Il fit beaucoup plus. Il fonda une petite école. Il découvrit les restes de l’ancienne bibliothèque royale de la citadelle et sauva ce qui pouvait l’être. La communauté l’adopta comme sa mémoire vivante, trait d’union avec un passé glorieux dont il leur révélait le sens pour que ce souvenir nourrisse leur espérance.

Maître Gigolet était bien devenu l’huissier de plume d’un castel, même si ce n’était pas le château de ses rêves de jeunesse.

Par moment il se demandait ce qu’était devenu son vieux rival Hysla Peydefaure. Mais cela ne le tourmentait plus depuis longtemps.[18]

.oOo.

NOTES

[1] Anticiper sur son destin ne saurait l’adoucir ! Si je te révélais la fin de l’histoire,  tu n’écouterais même pas la prochaine leçon ! Et quel malheur pour toi lorsque tous les livres seront épuisés ! 

[2] Je ne puis vous autoriser à lire le lai avant vos camarades ! Mais laissons cela et pensons à nous divertir lors de la fête de ce soir. Vous pourrez entendre plus d’un conte, Mademoiselle,  je vous en donne ma parole, et peut-être des chansons. Allez prévenir vos parents !

[3] J’étais logé, nourri, blanchi. En plus j’avais pu apprendre à lire et compter !

[4] Je sympathisai avec un habitué du magasin, le secrétaire particulier du seigneur de Morthond.

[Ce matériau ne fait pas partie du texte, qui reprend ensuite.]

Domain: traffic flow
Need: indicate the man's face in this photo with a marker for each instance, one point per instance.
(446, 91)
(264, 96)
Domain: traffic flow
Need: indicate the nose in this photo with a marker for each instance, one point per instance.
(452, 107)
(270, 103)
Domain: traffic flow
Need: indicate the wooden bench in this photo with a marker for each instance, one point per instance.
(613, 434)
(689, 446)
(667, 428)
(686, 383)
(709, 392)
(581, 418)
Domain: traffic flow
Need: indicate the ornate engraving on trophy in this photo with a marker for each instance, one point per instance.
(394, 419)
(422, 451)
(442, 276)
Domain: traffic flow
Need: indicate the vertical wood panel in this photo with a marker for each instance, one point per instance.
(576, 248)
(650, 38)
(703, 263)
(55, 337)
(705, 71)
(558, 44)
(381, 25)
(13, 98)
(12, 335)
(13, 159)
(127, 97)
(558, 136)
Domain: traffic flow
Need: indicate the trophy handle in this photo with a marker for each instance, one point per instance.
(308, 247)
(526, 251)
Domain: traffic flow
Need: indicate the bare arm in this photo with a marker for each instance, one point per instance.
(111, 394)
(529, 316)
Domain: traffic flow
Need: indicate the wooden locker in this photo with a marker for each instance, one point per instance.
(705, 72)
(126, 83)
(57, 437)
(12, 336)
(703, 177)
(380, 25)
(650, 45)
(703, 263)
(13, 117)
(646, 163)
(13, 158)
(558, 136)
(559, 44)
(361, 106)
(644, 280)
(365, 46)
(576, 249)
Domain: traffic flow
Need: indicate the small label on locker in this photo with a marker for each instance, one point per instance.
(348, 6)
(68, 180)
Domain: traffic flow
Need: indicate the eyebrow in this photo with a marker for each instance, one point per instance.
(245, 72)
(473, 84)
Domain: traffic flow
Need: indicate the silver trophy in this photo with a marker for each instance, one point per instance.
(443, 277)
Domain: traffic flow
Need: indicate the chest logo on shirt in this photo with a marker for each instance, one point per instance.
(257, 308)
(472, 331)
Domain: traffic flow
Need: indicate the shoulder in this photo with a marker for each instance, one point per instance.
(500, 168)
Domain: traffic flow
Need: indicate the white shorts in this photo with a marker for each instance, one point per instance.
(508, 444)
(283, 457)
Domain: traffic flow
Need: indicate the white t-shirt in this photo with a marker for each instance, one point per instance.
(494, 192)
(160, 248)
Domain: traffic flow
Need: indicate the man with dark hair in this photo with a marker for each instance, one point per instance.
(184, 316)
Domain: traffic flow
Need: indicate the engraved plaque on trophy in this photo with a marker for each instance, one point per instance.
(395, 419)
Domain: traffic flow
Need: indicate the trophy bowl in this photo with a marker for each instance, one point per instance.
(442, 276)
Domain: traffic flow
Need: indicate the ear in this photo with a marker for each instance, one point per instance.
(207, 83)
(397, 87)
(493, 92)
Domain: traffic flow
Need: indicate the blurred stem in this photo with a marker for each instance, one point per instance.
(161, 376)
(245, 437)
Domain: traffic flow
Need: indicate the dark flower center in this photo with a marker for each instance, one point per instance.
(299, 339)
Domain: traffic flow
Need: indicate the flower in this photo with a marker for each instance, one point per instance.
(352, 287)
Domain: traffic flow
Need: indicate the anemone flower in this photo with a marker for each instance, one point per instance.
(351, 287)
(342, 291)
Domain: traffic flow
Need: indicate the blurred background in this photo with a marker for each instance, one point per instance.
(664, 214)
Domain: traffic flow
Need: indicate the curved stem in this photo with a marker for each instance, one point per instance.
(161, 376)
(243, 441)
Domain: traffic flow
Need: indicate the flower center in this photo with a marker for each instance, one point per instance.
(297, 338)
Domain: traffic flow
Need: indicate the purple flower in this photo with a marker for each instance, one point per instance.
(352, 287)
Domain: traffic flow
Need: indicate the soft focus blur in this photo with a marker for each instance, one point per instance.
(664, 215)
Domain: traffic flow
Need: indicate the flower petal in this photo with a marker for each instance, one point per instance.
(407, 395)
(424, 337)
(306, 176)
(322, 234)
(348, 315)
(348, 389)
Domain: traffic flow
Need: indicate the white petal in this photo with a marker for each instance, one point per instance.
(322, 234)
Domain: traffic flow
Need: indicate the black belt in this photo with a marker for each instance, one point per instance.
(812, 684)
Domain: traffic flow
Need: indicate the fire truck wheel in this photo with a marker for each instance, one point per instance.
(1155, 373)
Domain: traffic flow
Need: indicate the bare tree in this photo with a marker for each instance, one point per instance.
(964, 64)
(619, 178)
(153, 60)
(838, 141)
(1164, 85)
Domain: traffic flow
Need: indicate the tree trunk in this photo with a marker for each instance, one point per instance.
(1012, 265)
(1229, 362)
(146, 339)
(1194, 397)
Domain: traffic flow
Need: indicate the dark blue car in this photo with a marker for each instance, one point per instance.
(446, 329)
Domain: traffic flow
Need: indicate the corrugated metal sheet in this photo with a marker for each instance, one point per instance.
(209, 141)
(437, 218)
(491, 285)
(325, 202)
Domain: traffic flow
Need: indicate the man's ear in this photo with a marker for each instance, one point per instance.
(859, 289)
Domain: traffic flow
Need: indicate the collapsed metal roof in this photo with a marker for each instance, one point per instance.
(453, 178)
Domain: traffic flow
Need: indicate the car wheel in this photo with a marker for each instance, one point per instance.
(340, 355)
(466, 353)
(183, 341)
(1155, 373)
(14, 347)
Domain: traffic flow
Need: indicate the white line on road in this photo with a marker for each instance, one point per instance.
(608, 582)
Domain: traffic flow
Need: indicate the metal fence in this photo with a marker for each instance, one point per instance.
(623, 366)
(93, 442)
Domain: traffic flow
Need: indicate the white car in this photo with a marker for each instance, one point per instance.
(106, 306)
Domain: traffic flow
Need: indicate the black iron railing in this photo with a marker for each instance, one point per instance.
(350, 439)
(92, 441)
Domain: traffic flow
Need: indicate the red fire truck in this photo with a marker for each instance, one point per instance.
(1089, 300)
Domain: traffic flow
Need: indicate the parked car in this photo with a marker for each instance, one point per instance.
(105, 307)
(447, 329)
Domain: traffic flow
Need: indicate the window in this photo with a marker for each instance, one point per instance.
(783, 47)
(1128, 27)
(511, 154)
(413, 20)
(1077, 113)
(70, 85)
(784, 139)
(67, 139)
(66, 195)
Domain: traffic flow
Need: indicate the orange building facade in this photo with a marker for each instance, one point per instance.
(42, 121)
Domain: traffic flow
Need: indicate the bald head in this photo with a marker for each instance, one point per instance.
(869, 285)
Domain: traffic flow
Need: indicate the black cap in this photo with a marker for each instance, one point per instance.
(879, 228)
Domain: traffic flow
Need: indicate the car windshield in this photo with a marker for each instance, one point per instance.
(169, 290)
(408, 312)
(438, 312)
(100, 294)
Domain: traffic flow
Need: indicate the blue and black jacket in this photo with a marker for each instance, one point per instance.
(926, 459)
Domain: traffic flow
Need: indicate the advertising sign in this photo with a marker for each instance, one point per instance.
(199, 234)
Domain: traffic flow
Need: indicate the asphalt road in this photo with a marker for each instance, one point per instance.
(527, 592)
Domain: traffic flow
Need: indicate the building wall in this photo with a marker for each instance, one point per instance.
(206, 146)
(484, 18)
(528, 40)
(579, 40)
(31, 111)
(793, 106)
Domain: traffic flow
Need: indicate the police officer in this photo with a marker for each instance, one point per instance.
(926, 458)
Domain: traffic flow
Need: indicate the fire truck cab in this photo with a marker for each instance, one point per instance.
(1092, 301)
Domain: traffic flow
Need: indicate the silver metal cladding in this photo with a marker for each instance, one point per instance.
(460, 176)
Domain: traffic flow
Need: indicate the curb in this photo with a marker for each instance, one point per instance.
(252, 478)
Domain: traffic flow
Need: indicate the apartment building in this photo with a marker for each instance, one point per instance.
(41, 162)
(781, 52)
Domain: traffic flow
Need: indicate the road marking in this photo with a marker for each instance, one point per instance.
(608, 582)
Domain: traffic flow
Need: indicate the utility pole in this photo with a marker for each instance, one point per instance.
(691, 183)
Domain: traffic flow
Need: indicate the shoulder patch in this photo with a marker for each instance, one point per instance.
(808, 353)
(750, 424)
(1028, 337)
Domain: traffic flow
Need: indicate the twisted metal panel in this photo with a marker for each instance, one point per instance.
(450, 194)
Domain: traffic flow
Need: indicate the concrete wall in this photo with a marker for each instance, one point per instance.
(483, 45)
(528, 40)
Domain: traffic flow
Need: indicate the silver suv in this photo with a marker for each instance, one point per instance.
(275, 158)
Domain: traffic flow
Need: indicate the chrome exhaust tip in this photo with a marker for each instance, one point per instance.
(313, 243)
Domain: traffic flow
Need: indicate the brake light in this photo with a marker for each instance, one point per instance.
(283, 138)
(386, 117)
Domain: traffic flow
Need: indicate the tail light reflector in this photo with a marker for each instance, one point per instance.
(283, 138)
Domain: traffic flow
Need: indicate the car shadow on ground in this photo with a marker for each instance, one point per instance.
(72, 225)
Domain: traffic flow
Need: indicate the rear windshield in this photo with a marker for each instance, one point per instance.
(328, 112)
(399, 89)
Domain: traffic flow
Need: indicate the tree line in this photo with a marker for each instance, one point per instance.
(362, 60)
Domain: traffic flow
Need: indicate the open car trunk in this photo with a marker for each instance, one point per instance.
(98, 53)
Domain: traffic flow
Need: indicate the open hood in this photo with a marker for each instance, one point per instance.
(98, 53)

Gringolet – car c’était alors mon nom, transmis de mon père, que son seigneur appelait ainsi que son cheval ! – suivit le collège sous sa direction.

[5] Mon mécène eut quelques difficultés avec mon maître.

[6] Terme péjoratif : un parvenu, un arriviste

[7] Lorsque les finances le permettaient et que les circonstances l’exigeaient.

[8] Je rayonnais d’une fierté immense : mon premier acte officiel !

[9] Saroumane a reçu les clés d’Orthanc vers TA 2759.

[10] Comme une poupée hésitante, un homme de paille sans profondeur.

[11] L’expédition reprit, empruntant une voie dont les pavés se raréfiaient à l’approche de l’Enedwaith (littéralement, le désert du milieu).

[12] A cours de vivre, je fus contraint de demander l’aumône d’un peu de pain.

[13] Je réussis à survivre, grâce au besoin de mes geôliers, de communiquer des ordres à leurs prisonniers.

[14] Je trompais si bien mon monde, qu’on me jugea inoffensif et pusillanime, et je pus me déplacer  librement dans l’enceinte de la mine.

[15] Après avoir volé de la nourriture et libéré quelques prisonniers, je m’échappai.

[16] On me drogua après m’avoir affamé.

[17] Les tribus Saralainn occupent le bassin inférieur du Gwathlo, des collines de Dol Tinare jusqu’à l’estuaire du fleuve.

[18] Les expressions « médiévistes » de cette petite nouvelle ne servent qu’à mettre en scène le style désuet de Messer Gigolet. Il ne s’agit pas la plupart du temps, de véritable vocabulaire du moyen-français, mais d’un mélange de racines peu usitées et d’inventions tirées d’argots régionaux, en particulier franc-comtois.